Curated exercises, katas, and scaffolding patterns for a hands-on AI-assisted TDD mini-workshop targeting expert developers.

22 sources ~6 min read #182 workshop · tdd · ai-testing · exercises · scaffolding · copilot · kata

TL;DR — Run 2–3 exercises, not ten. Expert developers disengage from trivially simple katas; start with a warm-up that calibrates the room (15 min), then move immediately to a realistic problem. The dominant scaffolding pattern: failing tests pre-written, participants implement with AI — this enforces TDD discipline without debating whether to write tests first. Use a Dev Container to eliminate environment setup as a time sink. [1] [2]

Technical Scaffolding

The biggest practical decision is eliminating environment friction before any coding starts. Centric Consulting’s 10-lab workshop ⭐ 6 [5] solves this with a Dev Container participants open in one click — no local toolchain required. Key components of a production-ready workshop scaffold:

  • Dev Container / GitHub Codespaces — one config, everyone runs the same runtime + AI extension. Centric offers a choice of .NET, Spring Boot, or bilingual containers [5].
  • .github/copilot-instructions.md or .cursor/rules — encode TDD rules (“write the failing test first; never implement without a red test”) so the AI tool itself enforces the discipline [18].
  • Skeleton repo with failing tests pre-written — participants clone a repo where tests exist but implementation stubs are empty, then make them pass with their AI tool [2].
  • Reference solution on a separate branch — unblocks stuck participants without spoiling the exercise for everyone else [5].
  • prompts/ folder — participants log each AI prompt chronologically as they work, making debrief discussions on prompt quality concrete rather than hypothetical [4].
  • CI on every push — instant green/red signal via GitHub Actions; removes the facilitator as a validation bottleneck [2].
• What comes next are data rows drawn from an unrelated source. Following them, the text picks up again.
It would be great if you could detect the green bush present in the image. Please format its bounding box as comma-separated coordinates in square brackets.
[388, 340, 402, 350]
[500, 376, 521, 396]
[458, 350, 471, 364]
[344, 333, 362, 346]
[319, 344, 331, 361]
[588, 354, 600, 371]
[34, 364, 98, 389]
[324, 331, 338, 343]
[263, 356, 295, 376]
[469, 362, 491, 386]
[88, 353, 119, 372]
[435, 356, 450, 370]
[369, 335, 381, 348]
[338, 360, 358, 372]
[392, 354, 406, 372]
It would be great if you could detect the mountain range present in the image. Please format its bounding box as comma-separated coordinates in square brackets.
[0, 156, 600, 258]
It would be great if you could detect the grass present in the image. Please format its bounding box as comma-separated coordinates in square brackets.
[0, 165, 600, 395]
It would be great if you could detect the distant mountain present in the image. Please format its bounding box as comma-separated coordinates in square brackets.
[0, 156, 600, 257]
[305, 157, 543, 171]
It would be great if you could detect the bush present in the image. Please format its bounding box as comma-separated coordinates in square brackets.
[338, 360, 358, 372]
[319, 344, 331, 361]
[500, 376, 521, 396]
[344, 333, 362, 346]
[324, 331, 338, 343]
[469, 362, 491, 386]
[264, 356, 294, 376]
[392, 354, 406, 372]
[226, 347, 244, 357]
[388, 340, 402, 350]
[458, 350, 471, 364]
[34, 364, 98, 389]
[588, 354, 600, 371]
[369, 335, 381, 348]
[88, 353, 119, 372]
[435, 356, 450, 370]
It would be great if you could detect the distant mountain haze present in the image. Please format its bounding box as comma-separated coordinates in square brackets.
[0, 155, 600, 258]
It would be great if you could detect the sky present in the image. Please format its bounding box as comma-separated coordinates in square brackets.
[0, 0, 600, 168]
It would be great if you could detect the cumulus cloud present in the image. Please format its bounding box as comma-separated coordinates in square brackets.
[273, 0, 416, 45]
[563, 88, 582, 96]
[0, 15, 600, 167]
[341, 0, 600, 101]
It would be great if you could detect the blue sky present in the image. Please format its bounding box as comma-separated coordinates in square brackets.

Caltech’s one-day format [6] adds reusable checklists and an “LLM-in-the-loop” operating pattern participants take home. Provide both a reference impl branch and a take-home checklist; the checklist is what sticks.

Exercise Catalog

For a 90-minute or half-day session, pick one warm-up + one main exercise. The table below spans the full range:

Exercise Type Duration Difficulty Key learning
String Calculator Greenfield TDD 15–20 min Warm-up Incremental test growth; calibration
Tetris skeleton Greenfield AI TDD 45–60 min Medium Failing-tests-first with AI
Goose Game Greenfield AI TDD 45–60 min Medium Prompt engineering + RGR loop
Gilded Rose Legacy refactoring 40–60 min Medium-High Characterization tests with AI
Trip Service Dependency breaking 45–60 min High Seam isolation before adding tests
EXACT mini-project Full EXACT workflow 60–90 min Expert Example Mapping → AI-TDD synthesis

String Calculator [16]: Roy Osherove’s canonical warm-up. Starts with add("") == 0, incrementally adds comma delimiters, newlines, custom delimiters, and negatives. For an expert audience, run it twice: once without AI (baseline), once with AI (measure delta). The comparison lands more convincingly than any slide. See also garora/TDD-Katas ⭐ 735 [22] for a broader multi-language kata collection.

Skeleton katas [2] [4]: both pre-write the full test suite; participants use their AI tool to make tests pass. Eficode’s Tetris ⭐ 0 phases tests across board initialization, movement mechanics, line clearing, and scoring. Goose Game ⭐ 3 (Kotlin) adds a prompts/ log that becomes debrief material on where AI needed disambiguation [4].

Legacy katas [9]: The Gilded Rose is the entry point — pure nested conditionals, no external dependencies, so participants focus on writing characterization tests before touching any logic. Trip Service escalates: participants must break HTTP/DB dependencies to get code under test, a problem AI alone cannot reliably solve without human seam design. Bourgau’s dojo progression [8] maps the full 4-stage path from FizzBuzz to Ugly Trivia if you want to run a multi-session track.

Frameworks: TDAID and EXACT

Two frameworks add structure that’s worth teaching explicitly alongside the exercises.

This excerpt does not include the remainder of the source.